Глядя на предыдущие вопросы здесь по этому вопросу, я часто вижу, что рекомендуется просто вытаскивать вектор слов из статьи, весить некоторые слова больше, если они находятся в определенных частях статьи (например, заголовок), а затем использовать что-то вроде k-мерного алгоритма для кластеризации статей.

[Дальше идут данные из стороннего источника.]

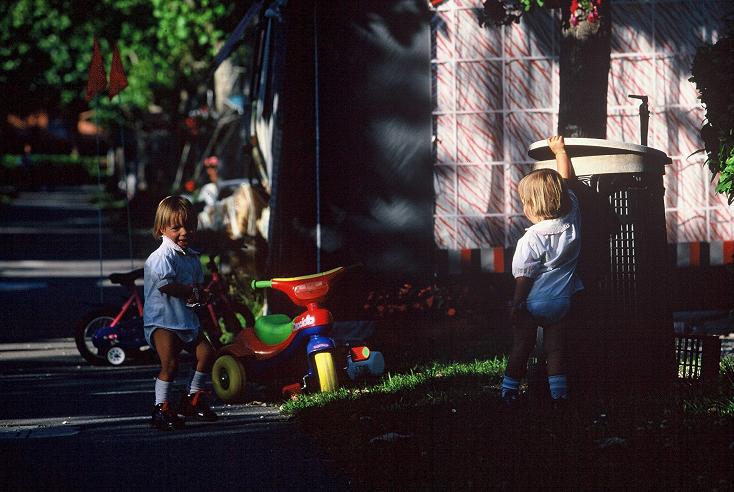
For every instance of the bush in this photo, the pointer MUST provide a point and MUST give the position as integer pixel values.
(713, 74)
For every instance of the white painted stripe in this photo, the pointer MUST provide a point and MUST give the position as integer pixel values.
(454, 261)
(487, 259)
(683, 254)
(716, 253)
(69, 268)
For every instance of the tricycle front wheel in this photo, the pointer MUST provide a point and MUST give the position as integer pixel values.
(228, 378)
(325, 371)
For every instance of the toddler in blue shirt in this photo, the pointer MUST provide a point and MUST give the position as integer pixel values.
(544, 267)
(172, 276)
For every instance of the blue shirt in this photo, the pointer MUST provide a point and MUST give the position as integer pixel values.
(167, 265)
(548, 252)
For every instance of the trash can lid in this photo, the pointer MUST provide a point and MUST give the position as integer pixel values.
(578, 147)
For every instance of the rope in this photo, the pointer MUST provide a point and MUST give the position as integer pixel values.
(99, 205)
(318, 136)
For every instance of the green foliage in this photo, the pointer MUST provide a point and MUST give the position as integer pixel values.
(713, 74)
(420, 386)
(165, 46)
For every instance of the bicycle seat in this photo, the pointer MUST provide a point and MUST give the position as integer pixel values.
(273, 328)
(126, 278)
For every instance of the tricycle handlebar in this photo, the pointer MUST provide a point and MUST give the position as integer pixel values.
(261, 284)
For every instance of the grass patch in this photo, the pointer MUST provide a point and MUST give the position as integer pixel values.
(441, 426)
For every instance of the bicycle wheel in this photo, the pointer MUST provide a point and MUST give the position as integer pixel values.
(228, 378)
(325, 371)
(87, 327)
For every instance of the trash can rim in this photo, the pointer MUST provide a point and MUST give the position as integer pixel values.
(577, 147)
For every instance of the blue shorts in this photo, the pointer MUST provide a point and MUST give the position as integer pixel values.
(550, 312)
(190, 338)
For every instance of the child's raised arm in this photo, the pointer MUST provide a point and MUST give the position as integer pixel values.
(563, 162)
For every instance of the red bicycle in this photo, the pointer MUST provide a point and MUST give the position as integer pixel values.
(108, 333)
(109, 316)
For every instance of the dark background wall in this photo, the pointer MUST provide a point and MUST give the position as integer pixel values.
(374, 121)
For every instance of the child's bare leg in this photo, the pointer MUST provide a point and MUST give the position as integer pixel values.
(168, 346)
(554, 342)
(204, 356)
(523, 341)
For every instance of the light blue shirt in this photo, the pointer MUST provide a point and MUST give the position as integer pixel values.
(167, 265)
(548, 252)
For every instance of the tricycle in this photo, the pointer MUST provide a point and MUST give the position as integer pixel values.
(276, 345)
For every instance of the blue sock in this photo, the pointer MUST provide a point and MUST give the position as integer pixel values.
(558, 386)
(162, 389)
(510, 387)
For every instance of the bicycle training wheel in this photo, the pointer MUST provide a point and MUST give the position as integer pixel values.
(325, 371)
(87, 327)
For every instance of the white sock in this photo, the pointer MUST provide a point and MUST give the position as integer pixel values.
(510, 386)
(558, 386)
(198, 382)
(162, 389)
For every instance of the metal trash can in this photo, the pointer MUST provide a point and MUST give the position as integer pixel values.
(622, 329)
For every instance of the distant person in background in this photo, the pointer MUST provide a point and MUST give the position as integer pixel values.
(209, 193)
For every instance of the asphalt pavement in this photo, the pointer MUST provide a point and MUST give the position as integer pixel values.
(66, 425)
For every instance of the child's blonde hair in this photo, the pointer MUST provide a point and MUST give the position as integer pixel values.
(174, 210)
(544, 194)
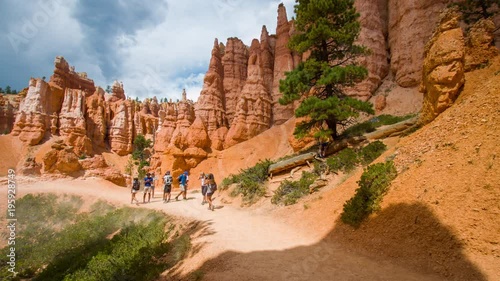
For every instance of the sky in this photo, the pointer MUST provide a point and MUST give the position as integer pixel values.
(155, 49)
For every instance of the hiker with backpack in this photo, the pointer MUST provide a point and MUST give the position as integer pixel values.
(211, 188)
(183, 181)
(136, 185)
(203, 188)
(153, 183)
(148, 181)
(167, 186)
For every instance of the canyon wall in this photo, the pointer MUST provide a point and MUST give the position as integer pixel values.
(240, 93)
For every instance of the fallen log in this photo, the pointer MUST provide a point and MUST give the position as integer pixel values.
(392, 130)
(306, 158)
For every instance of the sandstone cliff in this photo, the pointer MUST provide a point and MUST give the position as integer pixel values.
(240, 93)
(443, 71)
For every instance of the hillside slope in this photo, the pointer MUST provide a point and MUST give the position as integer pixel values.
(442, 213)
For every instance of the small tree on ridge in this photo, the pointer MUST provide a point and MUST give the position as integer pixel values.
(328, 29)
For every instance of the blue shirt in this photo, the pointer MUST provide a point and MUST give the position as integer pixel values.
(148, 181)
(183, 179)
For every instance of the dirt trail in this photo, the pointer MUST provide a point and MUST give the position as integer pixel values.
(234, 244)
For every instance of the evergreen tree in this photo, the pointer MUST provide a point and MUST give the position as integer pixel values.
(474, 10)
(328, 29)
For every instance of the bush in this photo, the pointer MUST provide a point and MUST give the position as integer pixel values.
(57, 241)
(372, 124)
(289, 192)
(249, 182)
(371, 152)
(346, 160)
(373, 185)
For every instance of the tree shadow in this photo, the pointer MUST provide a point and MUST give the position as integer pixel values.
(402, 242)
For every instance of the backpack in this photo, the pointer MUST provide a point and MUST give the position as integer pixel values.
(212, 186)
(136, 185)
(210, 178)
(168, 180)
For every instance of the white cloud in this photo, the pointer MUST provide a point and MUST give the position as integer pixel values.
(158, 58)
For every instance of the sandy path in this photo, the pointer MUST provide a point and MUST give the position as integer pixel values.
(234, 244)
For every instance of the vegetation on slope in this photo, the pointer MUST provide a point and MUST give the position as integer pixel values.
(58, 242)
(328, 30)
(373, 185)
(289, 192)
(249, 182)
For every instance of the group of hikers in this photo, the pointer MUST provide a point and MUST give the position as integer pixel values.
(208, 187)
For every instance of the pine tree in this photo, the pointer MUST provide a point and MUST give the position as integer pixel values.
(474, 10)
(328, 29)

Но это приводит к двум вопросам:
-
С k-средствами, как вы знаете заранее, сколько k должно быть? В динамичной среде новостей у вас может быть очень много разных историй, и вы не будете знать заранее, сколько историй представляет коллекция статей.
-
С иерархическими алгоритмами кластеризации, как вы решаете, какие кластеры использовать в качестве ваших историй? У вас есть кластеры в нижней части дерева, которые представляют собой только отдельные статьи, которые вы, очевидно, не захотите использовать, и кластер в корне дерева, в котором есть все статьи, которые вам опять не нужны... но откуда вы знаете, какие кластеры между ними следует использовать для представления историй?
-
Наконец, с помощью k-средних или иерархических алгоритмов большинство прочитанных нами литературы, похоже, предполагают, что у вас есть предустановленный набор документов, которые вы хотите сгруппировать, и он объединяет их все сразу. Но что такое ситуация, когда у вас появляются новые статьи, которые так часто появляются. Что происходит? Нужно ли кластеризовать все статьи с нуля, а теперь еще один? Вот почему мне интересно, есть ли подходы, которые позволяют вам добавлять статьи, когда вы идете без повторной кластеризации с нуля. Я не могу представить, что это очень эффективно.